Let $f:\mathbb{R}\rightarrow\mathbb{R}$ and $g:\mathbb{R}\rightarrow\mathbb{R}$ be $2\pi$-periodic functions such that $f$ is bounded, $g$ is differentiable and $g'$ is continuous. How can I show that the convolution $g*f$ is differentiable?
I hope you can help. Thanks!
A fun way is using Fourier analysis. You need to know Parseval; that tells you that $$\sum |\hat f(n)|^2<\infty.$$And since $\widehat{g'}(n)=in\hat g(n)$, Parseval also tells you that $$\sum n^2|\hat g(n)|^2<0.$$Now Cauchy-Schwarz tells you that $$\sum|n||\hat f(n)\hat g(n)|<\infty,$$which implies that $f*g$ has a continuous derivative.

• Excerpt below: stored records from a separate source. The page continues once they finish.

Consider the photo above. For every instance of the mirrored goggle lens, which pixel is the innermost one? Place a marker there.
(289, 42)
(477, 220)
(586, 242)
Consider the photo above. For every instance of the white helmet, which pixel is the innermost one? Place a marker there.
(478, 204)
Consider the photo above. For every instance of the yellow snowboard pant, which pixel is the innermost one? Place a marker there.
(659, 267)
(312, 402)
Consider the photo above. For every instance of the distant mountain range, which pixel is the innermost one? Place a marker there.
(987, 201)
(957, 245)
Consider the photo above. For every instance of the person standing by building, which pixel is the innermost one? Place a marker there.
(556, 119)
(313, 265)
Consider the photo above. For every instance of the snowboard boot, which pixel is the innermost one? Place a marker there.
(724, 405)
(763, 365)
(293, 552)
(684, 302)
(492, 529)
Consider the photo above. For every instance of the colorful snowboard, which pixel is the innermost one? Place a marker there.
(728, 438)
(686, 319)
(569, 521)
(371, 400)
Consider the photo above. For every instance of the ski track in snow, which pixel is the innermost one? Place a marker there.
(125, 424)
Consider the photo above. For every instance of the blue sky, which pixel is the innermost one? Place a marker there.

Ok, what if that's too much fun? You can do it directly. A hint is that the derivative of $f*g$ "should" be $f*(g')$. Write down the definition of $$\frac{f*g(x+h)-f*g(x)}{h}$$as an integral, write down the definition of $$f*(g')(x)$$as an integral, and see if you can show the first integral tends to the second integral as $h\to0$.
Hint for that: Since $g'$ is continuous (and periodic) it follows that $(g(x+h)-g(x))/h$ tends to $g'(x)$ uniformly as $h\to0$.